Which pathways to not having children were the most commonplace?

51 percent were undecided at first

Of all the 611 women who ended up not having any children, just over half of them (336, or 51 percent) were undecided at first. They changed their minds during their 20s and 30s.

46 percent kept postponing having children and then had none

The second most common route to not having children was a postponement. The women say they want children every time they are asked up until a point; then they say they don’t want children, and they stick to that. Of the 611 women who did not have kids, 261 of them followed this pattern of postponement.

2 percent were consistently committed to not having children

Of the 611 women who never had kids, 11 of them (2 percent) consistently said that they did not expect to have kids. Every time they were asked, starting from the very youngest age, they said they were not going to have kids.

0.5 percent consistently expected to have kids, but never did

It was very rare for women to say, every time they were asked, that they expected to have kids, but then never have any. That was true of only 3 of the 611 women who never had kids, or one-half of one percent.

What were the different pathways to having children?

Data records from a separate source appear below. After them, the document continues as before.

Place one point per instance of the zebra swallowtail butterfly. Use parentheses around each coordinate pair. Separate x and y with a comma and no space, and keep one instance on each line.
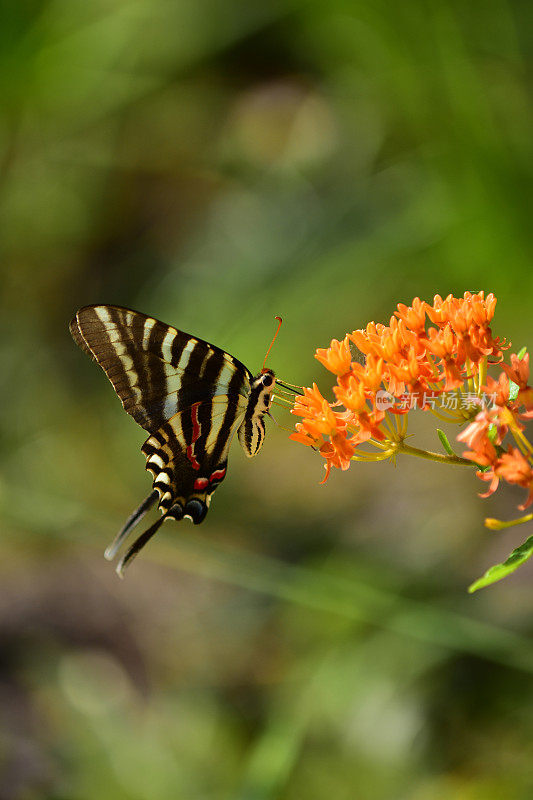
(189,395)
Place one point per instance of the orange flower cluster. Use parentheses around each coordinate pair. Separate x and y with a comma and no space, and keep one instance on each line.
(484,436)
(433,357)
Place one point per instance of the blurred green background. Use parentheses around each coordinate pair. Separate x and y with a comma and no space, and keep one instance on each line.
(214,164)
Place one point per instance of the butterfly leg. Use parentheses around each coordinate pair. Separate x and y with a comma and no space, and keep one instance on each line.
(136,517)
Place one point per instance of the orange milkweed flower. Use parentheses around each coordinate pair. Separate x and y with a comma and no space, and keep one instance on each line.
(337,357)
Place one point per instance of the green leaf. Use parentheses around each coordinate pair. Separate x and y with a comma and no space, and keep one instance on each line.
(445,443)
(499,571)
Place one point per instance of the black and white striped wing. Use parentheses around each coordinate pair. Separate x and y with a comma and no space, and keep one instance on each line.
(190,395)
(156,370)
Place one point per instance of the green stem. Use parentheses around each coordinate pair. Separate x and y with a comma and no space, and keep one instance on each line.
(442,457)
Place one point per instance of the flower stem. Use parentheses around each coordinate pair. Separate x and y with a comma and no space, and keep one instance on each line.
(431,456)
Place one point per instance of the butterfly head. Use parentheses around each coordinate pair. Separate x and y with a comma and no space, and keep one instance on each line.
(261,394)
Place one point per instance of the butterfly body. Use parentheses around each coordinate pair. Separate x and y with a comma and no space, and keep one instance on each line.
(191,396)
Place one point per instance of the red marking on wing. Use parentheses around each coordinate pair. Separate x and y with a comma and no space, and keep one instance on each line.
(195,436)
(217,475)
(192,457)
(195,423)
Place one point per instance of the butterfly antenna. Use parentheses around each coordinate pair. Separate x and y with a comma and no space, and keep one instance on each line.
(272,342)
(130,523)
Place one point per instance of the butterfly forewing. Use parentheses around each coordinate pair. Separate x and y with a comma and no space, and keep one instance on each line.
(155,369)
(188,394)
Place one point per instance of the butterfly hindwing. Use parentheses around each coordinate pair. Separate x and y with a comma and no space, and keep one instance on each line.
(188,394)
(187,456)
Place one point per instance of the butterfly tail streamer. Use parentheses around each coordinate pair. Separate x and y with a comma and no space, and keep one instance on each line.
(138,545)
(130,523)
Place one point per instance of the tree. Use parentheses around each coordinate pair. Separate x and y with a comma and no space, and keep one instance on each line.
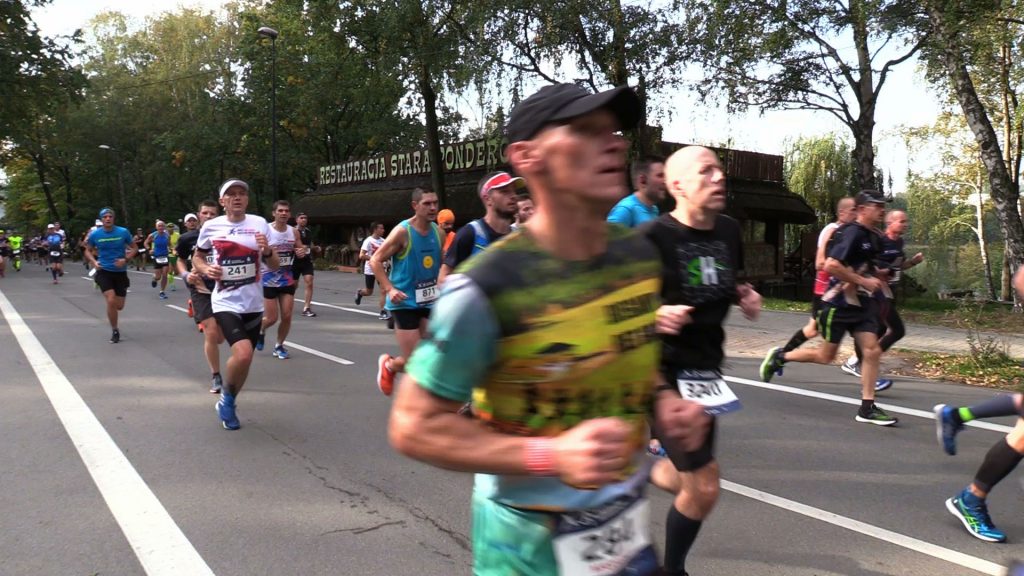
(952,52)
(773,54)
(820,169)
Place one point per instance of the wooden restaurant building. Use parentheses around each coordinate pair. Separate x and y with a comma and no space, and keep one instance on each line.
(353,194)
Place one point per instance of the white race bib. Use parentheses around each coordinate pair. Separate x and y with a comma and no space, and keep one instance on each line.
(607,547)
(709,389)
(426,292)
(239,273)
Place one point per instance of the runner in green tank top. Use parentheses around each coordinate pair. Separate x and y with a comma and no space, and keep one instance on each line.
(550,335)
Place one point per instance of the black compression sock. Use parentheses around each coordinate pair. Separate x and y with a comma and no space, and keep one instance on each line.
(680,533)
(999,461)
(795,341)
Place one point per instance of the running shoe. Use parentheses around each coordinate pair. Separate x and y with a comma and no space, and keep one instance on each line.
(771,365)
(973,512)
(946,427)
(876,415)
(852,368)
(385,377)
(225,409)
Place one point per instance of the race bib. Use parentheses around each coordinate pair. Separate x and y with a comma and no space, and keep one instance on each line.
(709,389)
(607,541)
(426,292)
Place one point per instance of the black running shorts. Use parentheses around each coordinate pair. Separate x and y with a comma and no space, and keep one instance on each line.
(238,327)
(271,293)
(117,281)
(835,322)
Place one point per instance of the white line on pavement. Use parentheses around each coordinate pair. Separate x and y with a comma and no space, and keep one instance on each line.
(855,402)
(336,306)
(160,545)
(922,546)
(323,355)
(292,344)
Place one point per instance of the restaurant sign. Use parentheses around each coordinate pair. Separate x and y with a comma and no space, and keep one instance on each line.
(472,155)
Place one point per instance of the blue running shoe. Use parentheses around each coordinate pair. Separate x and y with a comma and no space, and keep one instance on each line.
(973,512)
(771,365)
(946,427)
(225,409)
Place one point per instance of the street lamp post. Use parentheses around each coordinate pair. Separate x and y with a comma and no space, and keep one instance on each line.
(121,182)
(272,35)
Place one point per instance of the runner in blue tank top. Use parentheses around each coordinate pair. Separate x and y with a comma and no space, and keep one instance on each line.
(412,288)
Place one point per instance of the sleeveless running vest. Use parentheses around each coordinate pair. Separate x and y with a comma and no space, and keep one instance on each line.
(415,270)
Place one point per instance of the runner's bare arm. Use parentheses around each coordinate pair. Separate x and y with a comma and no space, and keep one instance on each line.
(393,244)
(427,427)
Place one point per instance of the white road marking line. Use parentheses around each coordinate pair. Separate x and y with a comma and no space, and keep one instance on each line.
(292,344)
(953,557)
(160,545)
(323,355)
(854,402)
(356,311)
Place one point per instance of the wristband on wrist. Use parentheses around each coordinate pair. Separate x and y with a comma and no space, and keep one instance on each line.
(539,456)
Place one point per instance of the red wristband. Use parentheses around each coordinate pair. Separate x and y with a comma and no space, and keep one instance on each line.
(539,456)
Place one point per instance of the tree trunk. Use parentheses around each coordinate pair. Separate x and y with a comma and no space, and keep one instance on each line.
(433,138)
(1004,192)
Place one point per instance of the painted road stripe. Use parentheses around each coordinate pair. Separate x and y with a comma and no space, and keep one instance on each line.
(929,415)
(292,344)
(961,559)
(336,306)
(160,545)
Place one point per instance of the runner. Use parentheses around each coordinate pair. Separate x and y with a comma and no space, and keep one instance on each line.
(303,268)
(850,304)
(111,247)
(845,213)
(894,259)
(970,506)
(445,219)
(498,193)
(139,240)
(412,285)
(279,285)
(172,257)
(238,243)
(199,289)
(701,256)
(54,244)
(370,246)
(641,206)
(559,360)
(159,243)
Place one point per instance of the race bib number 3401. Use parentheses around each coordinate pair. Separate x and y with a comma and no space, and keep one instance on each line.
(610,541)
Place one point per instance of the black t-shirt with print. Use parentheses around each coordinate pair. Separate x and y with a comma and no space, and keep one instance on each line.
(698,269)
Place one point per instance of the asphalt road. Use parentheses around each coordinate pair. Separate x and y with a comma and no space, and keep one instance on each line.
(310,486)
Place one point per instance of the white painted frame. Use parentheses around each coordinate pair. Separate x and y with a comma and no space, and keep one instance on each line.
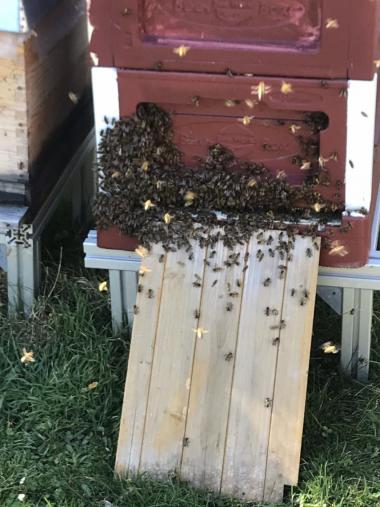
(361,118)
(12,16)
(106,97)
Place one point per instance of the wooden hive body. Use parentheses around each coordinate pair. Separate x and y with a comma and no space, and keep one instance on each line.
(44,76)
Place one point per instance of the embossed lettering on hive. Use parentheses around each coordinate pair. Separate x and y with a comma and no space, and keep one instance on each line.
(239,9)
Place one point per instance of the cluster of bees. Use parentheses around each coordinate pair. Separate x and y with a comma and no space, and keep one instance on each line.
(147,191)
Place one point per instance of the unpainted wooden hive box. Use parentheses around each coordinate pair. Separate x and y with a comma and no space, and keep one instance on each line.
(45,109)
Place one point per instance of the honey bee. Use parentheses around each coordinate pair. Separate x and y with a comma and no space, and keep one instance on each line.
(286,88)
(260,255)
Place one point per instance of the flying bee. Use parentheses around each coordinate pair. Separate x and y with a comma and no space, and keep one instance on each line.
(280,326)
(260,255)
(196,100)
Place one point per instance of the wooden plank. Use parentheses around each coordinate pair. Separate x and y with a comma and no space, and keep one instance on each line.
(292,371)
(220,395)
(172,365)
(210,389)
(252,389)
(139,365)
(348,325)
(13,107)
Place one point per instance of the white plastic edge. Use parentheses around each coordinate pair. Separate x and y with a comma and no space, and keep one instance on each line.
(361,117)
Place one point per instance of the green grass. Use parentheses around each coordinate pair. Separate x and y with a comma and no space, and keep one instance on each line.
(61,436)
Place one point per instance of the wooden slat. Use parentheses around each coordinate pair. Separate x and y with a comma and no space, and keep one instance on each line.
(13,107)
(213,368)
(292,372)
(140,364)
(172,366)
(252,389)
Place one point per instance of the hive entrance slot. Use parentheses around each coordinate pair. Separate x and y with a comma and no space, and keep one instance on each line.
(291,25)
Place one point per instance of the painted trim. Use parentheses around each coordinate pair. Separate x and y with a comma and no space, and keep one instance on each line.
(361,116)
(10,15)
(106,97)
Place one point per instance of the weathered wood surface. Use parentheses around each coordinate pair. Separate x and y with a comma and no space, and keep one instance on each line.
(217,375)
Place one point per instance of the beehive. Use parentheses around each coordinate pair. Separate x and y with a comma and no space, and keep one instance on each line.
(308,38)
(44,78)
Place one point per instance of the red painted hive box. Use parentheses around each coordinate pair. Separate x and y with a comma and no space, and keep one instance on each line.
(299,38)
(261,120)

Although Rybinska and Morgan were primarily interested in women who do not have kids, they also looked at the women who did have biological children. They documented three pathways to motherhood.

A. Becomes a Mother at a Young Age: 18.3% of All Mothers

Of the 3,862 women who had biological children, 708 of them (18.3 percent) already had a child when they were very young

B. Undecided at First, Ends Up Having Biological Children: 14 Percent of All Mothers

Some of the women who ended up having at least one biological child were undecided at first. They gave different answers at different times to the question of whether they expected to have children. Of the 3,862 women who did become mothers, 542 of them (14 percent) changed their minds at different times.

C. Postponed Having Children, Then Had Biological Children: 67.6 Percent of All Mothers

Some women said that they expected to have children every time they were asked. Eventually, they did become mothers. Of the 3,862 women who eventually had biological children, two-thirds of them (2,612, or 67.6 percent) postponed becoming mothers for a while.

Conclusions

From an early age, women have expectations about whether they will have children. Then life happens. Unforeseen obstacles might arise. Their goals and interests might change, especially now that women are postponing having children longer than they did a generation or so ago.

Even so, women who say they don’t expect to have kids are far more likely not to have kids than women who do expect to have kids. They know what they are talking about, even when they are still very young.